“Turns Out North Korea’s Economy Is Actually Doing Pretty Well,” the headline at Vox proclaims. The bulk of the article offers nothing to support this assertion.
The piece is based heavily on a “fascinating article” in the New York Times, which purportedly demonstrated how North Korea “has been experiencing economic success in recent years by taking steps toward allowing private enterprise to spread throughout the country.”
“According to the Times, some experts estimate that the North Korean economy could be growing between 1 and 5 percent per year. If North Korea’s economy is actually growing at the higher end of that estimate – say, around 4 percent – the country would be showing surprising resilience in the face of international sanctions,” Vox chirped.
And then, four paragraphs in, Vox splashed a little cold water in its face and remembered which country it is talking about, admitting that North Korean quality of life is “nightmarish” and marked by “rampant food shortages,” leaving 70 percent of the population dependent on food aid and 40 percent of the people malnourished.
Nevertheless, Vox persisted, gamely forging ahead with an argument that black markets and tiny government-approved quasi-free marketplaces were prodding North Korea toward a Poland-style uprising against centralized control.
Late in the article, Vox mentions that 80 percent of North Korea’s consumer goods come from China but leaves out the more pertinent fact that North Korea gets almost all of its oil from China. China and a few other friendly states indulge the illicit trade that provides Pyongyang with much of the equipment and hard currency needed for its weapons programs. That is how North Korea “survives sanctions.”
The country’s economic system is basically a laboratory experiment in feral communist brainwashing financed by Beijing. China keeps this nightmare going because it loathes the notion of a reunified Korea allied with the United States and because it likes having a vicious attack dog snarling at the Western world and its Pacific Rim friends.
China profits a great deal by promoting itself as the only hand that can tame the Kim regime. The cost of keeping North Korea’s “economy” afloat has been reasonable until now. That cost/benefit analysis is changing as Pyongyang closes in on nuclear ICBM technology, which is why Beijing seems to be dealing more sternly with the Kim regime than ever before.
There is nothing more to the North Korean economic picture than this, which Vox slowly figures out by the end of its silly article, since not the faintest trace of the headline assertion that “North Korea’s economy is actually doing pretty well” remains by the final paragraph. It is actually a story about how starving and terrified North Korean citizens are trying to use a little market cooperation to survive the hideous communist economy they are trapped in. Black markets are the defiance of an economic system, not a component of it.
Part of the problem here is an absurdity of scale. Four percent “growth” for a dirt-poor starvation economy is nothing. That is like saying a man with ten cents in his pocket who discovers a dime on the street has doubled his financial holdings.

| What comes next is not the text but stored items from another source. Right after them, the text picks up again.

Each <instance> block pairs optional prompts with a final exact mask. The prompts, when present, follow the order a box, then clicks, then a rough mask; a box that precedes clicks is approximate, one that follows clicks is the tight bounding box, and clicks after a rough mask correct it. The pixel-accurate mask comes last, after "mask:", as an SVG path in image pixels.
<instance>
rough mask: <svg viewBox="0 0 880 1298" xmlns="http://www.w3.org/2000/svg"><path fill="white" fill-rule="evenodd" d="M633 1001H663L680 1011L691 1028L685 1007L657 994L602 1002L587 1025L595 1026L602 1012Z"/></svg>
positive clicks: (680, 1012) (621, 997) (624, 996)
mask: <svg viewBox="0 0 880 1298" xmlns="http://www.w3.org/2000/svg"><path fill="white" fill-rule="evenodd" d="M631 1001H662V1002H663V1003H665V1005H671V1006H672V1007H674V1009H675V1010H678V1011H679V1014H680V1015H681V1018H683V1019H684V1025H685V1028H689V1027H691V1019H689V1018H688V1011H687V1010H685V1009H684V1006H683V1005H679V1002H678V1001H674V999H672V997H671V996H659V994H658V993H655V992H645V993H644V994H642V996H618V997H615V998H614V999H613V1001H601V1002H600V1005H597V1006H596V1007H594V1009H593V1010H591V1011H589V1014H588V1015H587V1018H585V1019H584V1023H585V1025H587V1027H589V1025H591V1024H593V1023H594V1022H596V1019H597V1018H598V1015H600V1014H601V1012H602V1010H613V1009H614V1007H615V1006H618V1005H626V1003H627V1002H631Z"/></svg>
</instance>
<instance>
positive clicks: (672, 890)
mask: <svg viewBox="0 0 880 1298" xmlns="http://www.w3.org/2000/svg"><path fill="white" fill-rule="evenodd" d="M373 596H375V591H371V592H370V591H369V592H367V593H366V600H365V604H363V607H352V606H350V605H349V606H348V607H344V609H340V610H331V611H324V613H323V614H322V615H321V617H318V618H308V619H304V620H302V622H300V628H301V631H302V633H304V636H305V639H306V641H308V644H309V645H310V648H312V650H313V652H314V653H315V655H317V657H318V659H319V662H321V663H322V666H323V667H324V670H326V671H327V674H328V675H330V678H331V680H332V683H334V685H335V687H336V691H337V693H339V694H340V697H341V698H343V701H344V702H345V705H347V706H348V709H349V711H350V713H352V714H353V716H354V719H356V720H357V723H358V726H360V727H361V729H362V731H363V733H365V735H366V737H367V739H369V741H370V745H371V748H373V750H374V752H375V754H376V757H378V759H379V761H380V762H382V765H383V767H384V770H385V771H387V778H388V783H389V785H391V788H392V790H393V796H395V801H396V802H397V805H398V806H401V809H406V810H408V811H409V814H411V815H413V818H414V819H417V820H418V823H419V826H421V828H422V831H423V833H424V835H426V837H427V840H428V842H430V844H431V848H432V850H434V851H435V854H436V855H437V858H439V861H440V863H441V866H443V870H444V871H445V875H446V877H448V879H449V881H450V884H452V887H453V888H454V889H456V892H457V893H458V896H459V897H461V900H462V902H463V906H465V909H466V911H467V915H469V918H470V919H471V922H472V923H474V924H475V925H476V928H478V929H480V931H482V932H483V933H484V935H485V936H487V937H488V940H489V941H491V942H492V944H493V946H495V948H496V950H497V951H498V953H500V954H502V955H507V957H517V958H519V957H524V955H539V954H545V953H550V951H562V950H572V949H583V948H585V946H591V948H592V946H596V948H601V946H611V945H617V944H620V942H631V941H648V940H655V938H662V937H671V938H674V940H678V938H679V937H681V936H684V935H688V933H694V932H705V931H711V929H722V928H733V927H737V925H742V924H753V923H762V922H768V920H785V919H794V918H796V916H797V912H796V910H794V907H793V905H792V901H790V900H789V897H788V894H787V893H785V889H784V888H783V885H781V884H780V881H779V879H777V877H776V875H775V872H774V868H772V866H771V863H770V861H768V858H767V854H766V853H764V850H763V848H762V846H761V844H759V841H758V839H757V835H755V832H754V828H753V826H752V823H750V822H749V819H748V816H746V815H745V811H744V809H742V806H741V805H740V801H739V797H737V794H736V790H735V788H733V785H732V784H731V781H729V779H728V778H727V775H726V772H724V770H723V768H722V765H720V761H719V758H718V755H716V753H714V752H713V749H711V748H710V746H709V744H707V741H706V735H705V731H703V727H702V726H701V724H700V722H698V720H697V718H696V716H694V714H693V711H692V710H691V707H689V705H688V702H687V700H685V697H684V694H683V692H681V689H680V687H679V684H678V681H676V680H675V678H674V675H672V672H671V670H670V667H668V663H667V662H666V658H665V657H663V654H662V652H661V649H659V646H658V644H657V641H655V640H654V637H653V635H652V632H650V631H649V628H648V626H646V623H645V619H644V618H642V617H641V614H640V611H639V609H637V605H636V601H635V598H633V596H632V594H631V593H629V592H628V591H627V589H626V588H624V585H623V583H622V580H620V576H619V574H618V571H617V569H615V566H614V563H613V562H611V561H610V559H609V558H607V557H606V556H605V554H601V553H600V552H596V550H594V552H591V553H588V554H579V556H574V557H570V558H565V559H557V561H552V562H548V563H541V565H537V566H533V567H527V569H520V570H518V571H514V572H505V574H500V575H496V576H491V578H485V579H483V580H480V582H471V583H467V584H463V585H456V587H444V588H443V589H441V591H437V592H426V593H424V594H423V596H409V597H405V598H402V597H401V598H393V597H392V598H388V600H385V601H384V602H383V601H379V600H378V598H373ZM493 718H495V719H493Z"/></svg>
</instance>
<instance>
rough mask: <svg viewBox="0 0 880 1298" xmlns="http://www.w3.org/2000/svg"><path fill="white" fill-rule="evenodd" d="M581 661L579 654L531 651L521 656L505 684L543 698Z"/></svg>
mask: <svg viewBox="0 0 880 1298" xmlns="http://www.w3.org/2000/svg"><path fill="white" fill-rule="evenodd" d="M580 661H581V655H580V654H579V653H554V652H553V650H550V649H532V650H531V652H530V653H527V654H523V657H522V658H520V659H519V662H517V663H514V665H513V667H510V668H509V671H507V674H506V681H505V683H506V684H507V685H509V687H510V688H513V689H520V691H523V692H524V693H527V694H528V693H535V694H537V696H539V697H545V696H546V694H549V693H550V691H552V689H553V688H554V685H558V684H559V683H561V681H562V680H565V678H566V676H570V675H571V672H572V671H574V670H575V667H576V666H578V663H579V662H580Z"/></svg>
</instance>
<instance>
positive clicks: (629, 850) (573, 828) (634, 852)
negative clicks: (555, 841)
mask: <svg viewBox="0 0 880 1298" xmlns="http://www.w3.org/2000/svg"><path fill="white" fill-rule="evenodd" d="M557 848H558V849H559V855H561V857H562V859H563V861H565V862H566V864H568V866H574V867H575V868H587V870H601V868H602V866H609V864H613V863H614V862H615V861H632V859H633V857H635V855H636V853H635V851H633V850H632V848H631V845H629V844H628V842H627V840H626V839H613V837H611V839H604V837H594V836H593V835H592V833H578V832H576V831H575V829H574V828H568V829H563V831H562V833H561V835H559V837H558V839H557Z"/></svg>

The low end of the growth estimate that served as the entire premise for the Vox article was one percent, which sounds more like the “totally stagnant economic backwater” Vox claims North Korea is not. Even that paltry estimate is based on the highly dubious assumption that any meaningful economic data can be extracted from the North Korean dungeon state. Communist tyrannies have a long history of manufacturing fraudulent data to make themselves look prosperous.
“North Korea is doing pretty well” stories erupt almost every year, based on similarly flawed economic analyses that speculate the dungeon state’s economy might be growing a little. There was a previous boomlet of such media coverage in the summer of 2015, prompting The Diplomat to conduct a bit of debunking.
After duly noting that all economic data from North Korea is suspect and pointing out that North Korean growth stories always ignore the many negative economic events plaguing the secretive nation, The Diplomat quoted blogger Joshua Stanton explaining that North Korea really has two economies and the larger one keeps the bulk of the population in a constant state of misery:
North Korea’s economy is bifurcated between the have-nots in the provinces and the haves — the regime, the elites, and the donju (middle class), who are are mostly well-connected figures who trade with and on behalf of the regime, and largely supply the elite with goods that aren’t available to most North Koreans. Although there is more overlap between these economies today than there was five years ago, these remain two distinct economies for the most part.
No, North Korea’s economy is not “doing well,” and there is little solid evidence that it’s doing better than it was last year. It endures the pressure of sanctions because China constantly relieves that pressure and because murderous totalitarian regimes can absorb a great deal of economic pain with their captive populations. Even a dirt-poor and dependent tyranny can afford to maintain a small ruling clique in high style. Only China can exert the type of pressure that would really hurt North Korea’s rulers.